El córtex prefrontal, responsable de funciones como la planificación, el control de impulsos o la toma de decisiones, no alcanza su madurez hasta bien entrada la adolescencia. Esto explica por qué los niños no pueden autorregularse de manera autónoma durante los primeros años de vida.

Ante un cerebro infantil que busca la recompensa inmediata, son los padres quienes asumen el proceso de heterorregulación, ayudando a sus hijos a regular su comportamiento (y las reacciones desmesuradas) y a demorar la gratificación. Con el tiempo y la creciente madurez cognitiva, esto será reemplazado por la autorregulación.

El problema surge cuando los comportamientos parentales, en lugar de facilitar la heterorregulación, generan aprendizajes erróneos, en los que prima el desasosiego y una visión sesgada que no tiene en cuenta la etapa madurativa del niño.

Errores comunes de los adultos frente a rabietas

El adulto emite entonces juicios que no se corresponden con la realidad, atribuye intenciones inexistentes a los actos infantiles, añade una carga emocional subjetiva («¿Estoy siendo buen padre?, ¿Se lo consiento o no?»…) y, dada su elevada susceptibilidad al juicio ajeno, muestra un comportamiento inconsistente según el contexto. Esto le lleva, por ejemplo, a ceder a las demandas del niño para «acabar de una vez con esto», aún sabiendo que no es adecuado desde la perspectiva de la heterorregulación.

El niño crece con una historia de aprendizaje que muchas veces no tiene nada que ver con lo que cree el adulto y con frecuencia nos encontramos en consulta con historiales infantiles de refuerzos intermitentes inadecuados.

Refuerzo intermitente: un arma de doble filo

Tanto en el terreno de la educación infantil como del aprendizaje en general, el refuerzo intermitente es una potentísima herramienta para mantener conductas a largo plazo sin depender de la gratificación constante. De hecho, las conductas reforzadas intermitentemente suelen ser más difíciles de extinguir. El problema es que esto vale tanto para lo bueno como lo malo, es decir, podemos reforzar tanto conductas adecuadas como inadecuadas. Por eso, como padres, debemos tener siempre presente qué estamos reforzando en nuestros hijos cuando, consciente o inconscientemente, actuamos de forma errática.

Padres y madres debemos tener claro nuestro cometido para que la heterorregulación acabe traduciéndose en autorregulación.
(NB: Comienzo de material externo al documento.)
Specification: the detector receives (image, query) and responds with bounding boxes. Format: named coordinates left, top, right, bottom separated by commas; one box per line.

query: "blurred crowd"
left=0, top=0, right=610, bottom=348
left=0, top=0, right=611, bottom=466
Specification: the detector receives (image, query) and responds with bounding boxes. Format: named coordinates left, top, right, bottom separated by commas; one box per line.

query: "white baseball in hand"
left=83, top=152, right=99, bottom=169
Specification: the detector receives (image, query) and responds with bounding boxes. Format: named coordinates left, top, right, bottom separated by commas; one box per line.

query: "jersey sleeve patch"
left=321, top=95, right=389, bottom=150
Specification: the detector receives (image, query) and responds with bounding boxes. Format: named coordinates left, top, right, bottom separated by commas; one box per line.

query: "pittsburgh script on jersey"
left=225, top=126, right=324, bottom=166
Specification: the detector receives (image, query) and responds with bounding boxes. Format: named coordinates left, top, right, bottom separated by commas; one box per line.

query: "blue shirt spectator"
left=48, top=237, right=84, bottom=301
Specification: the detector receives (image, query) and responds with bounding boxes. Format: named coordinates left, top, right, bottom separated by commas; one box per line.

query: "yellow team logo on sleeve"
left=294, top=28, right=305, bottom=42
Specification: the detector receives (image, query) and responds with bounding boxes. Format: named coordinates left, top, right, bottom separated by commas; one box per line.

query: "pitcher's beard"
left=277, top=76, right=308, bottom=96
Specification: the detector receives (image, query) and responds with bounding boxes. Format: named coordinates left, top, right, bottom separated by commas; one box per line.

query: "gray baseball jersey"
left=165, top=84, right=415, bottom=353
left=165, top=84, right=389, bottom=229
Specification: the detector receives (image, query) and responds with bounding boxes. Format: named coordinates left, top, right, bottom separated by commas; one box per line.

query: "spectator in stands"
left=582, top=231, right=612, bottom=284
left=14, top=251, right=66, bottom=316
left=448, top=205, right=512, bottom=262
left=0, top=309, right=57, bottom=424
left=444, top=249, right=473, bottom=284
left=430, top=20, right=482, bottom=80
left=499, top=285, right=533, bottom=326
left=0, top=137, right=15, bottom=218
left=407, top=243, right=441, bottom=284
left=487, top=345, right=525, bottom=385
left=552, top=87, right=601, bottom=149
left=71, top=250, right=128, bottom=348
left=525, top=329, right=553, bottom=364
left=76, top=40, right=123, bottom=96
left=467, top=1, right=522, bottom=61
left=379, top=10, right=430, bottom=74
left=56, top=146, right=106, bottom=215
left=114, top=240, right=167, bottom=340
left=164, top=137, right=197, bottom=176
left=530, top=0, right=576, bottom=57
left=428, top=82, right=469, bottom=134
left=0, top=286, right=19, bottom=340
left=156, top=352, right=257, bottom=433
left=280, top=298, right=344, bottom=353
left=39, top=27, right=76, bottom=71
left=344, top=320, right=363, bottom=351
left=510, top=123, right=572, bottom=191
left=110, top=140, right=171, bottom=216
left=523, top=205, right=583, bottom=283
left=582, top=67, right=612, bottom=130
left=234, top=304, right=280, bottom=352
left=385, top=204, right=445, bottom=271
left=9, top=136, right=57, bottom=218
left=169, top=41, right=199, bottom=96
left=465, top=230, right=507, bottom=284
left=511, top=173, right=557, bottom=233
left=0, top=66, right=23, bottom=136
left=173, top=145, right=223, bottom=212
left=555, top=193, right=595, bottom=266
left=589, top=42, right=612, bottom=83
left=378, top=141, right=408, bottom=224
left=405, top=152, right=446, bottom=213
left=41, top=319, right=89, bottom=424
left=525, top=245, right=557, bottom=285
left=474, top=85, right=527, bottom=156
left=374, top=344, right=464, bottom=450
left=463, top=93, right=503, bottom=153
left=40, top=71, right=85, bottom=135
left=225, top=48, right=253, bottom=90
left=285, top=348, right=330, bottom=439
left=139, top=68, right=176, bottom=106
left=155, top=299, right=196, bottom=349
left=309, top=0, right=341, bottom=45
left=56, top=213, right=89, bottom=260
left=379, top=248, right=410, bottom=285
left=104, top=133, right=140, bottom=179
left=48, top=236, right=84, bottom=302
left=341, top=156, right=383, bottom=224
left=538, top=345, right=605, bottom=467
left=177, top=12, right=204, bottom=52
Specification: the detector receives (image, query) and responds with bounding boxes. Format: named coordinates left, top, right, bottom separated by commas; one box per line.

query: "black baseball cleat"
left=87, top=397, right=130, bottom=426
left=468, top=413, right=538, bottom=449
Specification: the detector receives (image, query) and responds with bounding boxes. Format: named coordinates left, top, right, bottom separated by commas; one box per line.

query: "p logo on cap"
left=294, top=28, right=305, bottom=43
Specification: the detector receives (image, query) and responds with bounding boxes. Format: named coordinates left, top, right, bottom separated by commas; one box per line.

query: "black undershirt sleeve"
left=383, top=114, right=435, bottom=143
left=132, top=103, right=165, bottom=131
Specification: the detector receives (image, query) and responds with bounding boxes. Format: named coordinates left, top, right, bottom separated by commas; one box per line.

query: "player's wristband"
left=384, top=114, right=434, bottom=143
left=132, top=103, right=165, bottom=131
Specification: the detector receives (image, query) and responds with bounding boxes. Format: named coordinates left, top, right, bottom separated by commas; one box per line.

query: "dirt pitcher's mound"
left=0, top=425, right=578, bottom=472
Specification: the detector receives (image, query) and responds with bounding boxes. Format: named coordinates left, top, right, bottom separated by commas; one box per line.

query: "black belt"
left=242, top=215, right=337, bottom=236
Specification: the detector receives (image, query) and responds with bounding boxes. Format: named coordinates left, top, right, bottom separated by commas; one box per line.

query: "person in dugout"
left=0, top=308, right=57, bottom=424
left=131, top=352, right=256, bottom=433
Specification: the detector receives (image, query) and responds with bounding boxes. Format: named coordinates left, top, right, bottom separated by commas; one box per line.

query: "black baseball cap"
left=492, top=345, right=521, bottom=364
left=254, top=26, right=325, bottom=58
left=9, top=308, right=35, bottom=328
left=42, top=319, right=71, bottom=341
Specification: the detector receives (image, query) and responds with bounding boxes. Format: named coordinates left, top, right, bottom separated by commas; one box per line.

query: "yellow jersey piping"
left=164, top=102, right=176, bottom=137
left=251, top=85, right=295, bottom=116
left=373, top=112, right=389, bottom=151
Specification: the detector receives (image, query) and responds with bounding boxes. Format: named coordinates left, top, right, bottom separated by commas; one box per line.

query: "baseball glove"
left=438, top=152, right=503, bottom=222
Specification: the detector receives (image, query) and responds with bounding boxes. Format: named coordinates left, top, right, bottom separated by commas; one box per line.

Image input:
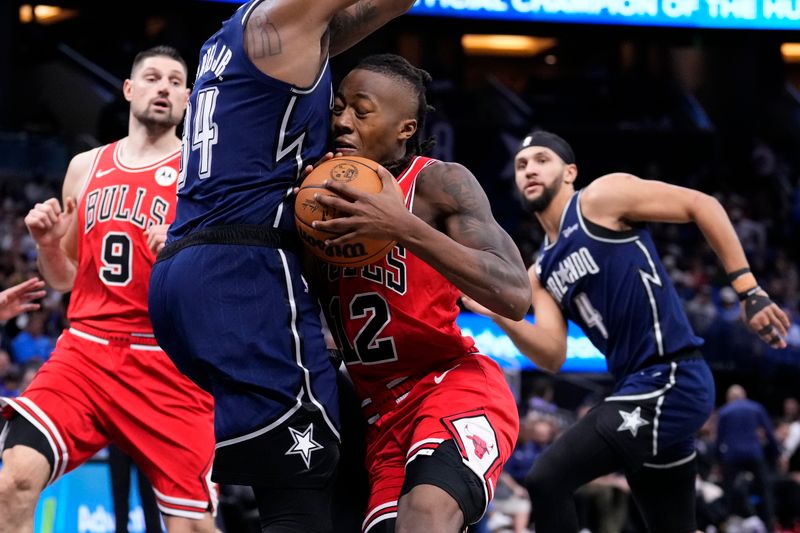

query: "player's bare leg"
left=0, top=445, right=51, bottom=533
left=163, top=513, right=217, bottom=533
left=396, top=484, right=464, bottom=533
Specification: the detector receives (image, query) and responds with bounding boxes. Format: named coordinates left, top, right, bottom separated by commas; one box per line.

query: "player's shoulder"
left=416, top=159, right=476, bottom=190
left=63, top=146, right=105, bottom=199
left=68, top=146, right=103, bottom=170
left=580, top=172, right=639, bottom=210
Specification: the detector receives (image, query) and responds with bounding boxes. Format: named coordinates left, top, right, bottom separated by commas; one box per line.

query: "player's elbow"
left=536, top=350, right=566, bottom=374
left=493, top=286, right=531, bottom=321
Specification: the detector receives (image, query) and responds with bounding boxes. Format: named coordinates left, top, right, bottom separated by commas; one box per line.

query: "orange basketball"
left=295, top=156, right=400, bottom=267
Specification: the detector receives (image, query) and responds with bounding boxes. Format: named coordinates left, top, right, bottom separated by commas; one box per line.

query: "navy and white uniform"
left=148, top=0, right=339, bottom=486
left=535, top=191, right=714, bottom=466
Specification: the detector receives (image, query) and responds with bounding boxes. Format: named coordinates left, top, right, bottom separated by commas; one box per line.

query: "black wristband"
left=737, top=285, right=761, bottom=302
left=727, top=267, right=751, bottom=284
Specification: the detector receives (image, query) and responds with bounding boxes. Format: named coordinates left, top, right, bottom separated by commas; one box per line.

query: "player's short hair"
left=354, top=54, right=436, bottom=174
left=131, top=45, right=188, bottom=79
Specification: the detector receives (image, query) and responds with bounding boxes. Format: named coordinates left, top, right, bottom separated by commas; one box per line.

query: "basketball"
left=295, top=156, right=400, bottom=268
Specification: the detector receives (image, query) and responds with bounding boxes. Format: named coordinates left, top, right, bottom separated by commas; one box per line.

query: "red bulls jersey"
left=320, top=156, right=477, bottom=406
left=68, top=141, right=179, bottom=333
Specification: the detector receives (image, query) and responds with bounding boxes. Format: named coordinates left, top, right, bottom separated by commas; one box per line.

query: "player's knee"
left=163, top=513, right=215, bottom=533
left=397, top=485, right=463, bottom=533
left=0, top=455, right=47, bottom=508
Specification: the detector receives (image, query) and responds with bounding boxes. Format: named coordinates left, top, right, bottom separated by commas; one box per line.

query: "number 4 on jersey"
left=178, top=87, right=220, bottom=189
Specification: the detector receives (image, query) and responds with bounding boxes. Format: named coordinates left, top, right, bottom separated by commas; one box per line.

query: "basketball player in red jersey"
left=310, top=54, right=531, bottom=533
left=0, top=47, right=216, bottom=533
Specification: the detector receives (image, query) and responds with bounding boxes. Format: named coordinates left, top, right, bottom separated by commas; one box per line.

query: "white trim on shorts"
left=643, top=451, right=697, bottom=469
left=1, top=396, right=69, bottom=484
left=363, top=500, right=399, bottom=533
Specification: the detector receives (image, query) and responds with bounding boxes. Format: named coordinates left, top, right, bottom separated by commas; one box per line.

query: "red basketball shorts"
left=1, top=326, right=217, bottom=519
left=361, top=354, right=519, bottom=532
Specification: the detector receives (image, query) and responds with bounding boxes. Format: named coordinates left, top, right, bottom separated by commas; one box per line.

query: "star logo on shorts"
left=285, top=424, right=323, bottom=469
left=617, top=406, right=649, bottom=438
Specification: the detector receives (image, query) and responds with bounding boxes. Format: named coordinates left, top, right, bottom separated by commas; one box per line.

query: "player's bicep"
left=329, top=0, right=412, bottom=56
left=429, top=164, right=518, bottom=257
left=59, top=150, right=95, bottom=263
left=583, top=173, right=702, bottom=225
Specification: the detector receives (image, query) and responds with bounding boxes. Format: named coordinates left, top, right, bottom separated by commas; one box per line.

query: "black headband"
left=516, top=131, right=576, bottom=165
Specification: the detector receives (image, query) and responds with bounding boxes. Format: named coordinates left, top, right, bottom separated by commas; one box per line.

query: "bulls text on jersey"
left=84, top=185, right=170, bottom=233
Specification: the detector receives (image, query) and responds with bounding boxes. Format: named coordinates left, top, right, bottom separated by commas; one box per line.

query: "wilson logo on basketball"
left=297, top=226, right=368, bottom=259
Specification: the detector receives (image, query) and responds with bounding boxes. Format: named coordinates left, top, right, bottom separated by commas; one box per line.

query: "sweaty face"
left=514, top=146, right=567, bottom=212
left=331, top=69, right=417, bottom=164
left=127, top=56, right=188, bottom=130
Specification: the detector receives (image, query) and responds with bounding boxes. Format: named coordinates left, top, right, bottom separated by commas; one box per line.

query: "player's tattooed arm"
left=244, top=13, right=282, bottom=59
left=412, top=162, right=531, bottom=320
left=328, top=0, right=414, bottom=56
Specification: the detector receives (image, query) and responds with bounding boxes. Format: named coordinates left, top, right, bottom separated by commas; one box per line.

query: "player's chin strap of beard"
left=729, top=267, right=780, bottom=345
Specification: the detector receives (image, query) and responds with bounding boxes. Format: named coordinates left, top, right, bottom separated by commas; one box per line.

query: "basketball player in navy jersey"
left=310, top=54, right=530, bottom=533
left=147, top=2, right=414, bottom=532
left=462, top=130, right=791, bottom=533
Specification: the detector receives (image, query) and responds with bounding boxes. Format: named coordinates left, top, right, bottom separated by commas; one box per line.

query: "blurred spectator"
left=0, top=348, right=20, bottom=397
left=492, top=418, right=554, bottom=533
left=525, top=377, right=573, bottom=431
left=774, top=417, right=800, bottom=531
left=783, top=398, right=800, bottom=423
left=686, top=285, right=718, bottom=335
left=10, top=311, right=54, bottom=364
left=717, top=384, right=779, bottom=530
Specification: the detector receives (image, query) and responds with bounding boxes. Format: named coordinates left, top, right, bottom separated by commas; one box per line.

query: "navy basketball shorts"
left=596, top=354, right=715, bottom=470
left=149, top=243, right=340, bottom=486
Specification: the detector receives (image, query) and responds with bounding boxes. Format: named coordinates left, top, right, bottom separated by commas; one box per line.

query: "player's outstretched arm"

Se trata de un trabajo complejo que hemos de llevar a cabo desde la calma, teniendo presente nuestro objetivo de que el niño aprenda estrategias de regulación emocional y demora de la gratificación.

El interés del niño no tiene por qué corresponderse con el del adulto. Pero ese interés existe. Como padres, nuestra tarea consiste en determinar si conviene satisfacer de inmediato la demanda del niño o, por el contrario, demorarla. En este segundo caso, tendremos que imponer un límite.

Cómo enseñar límites sin castigos

Ante el límite es más que esperable la reacción negativa del niño. No nos alarmemos por ello, ya que forma parte del proceso natural. Se abre ahora un nuevo escenario en el que el adulto brindará al menor las estrategias necesarias para gestionar el sentimiento de frustración.

La viñeta que acompaña a este post refleja un hecho constatable: los niños aprenden enseguida que una rabieta en un lugar público, ante las miradas de otros adultos, vuelven a mamá y a papá mucho menos reacios a darles lo que desean.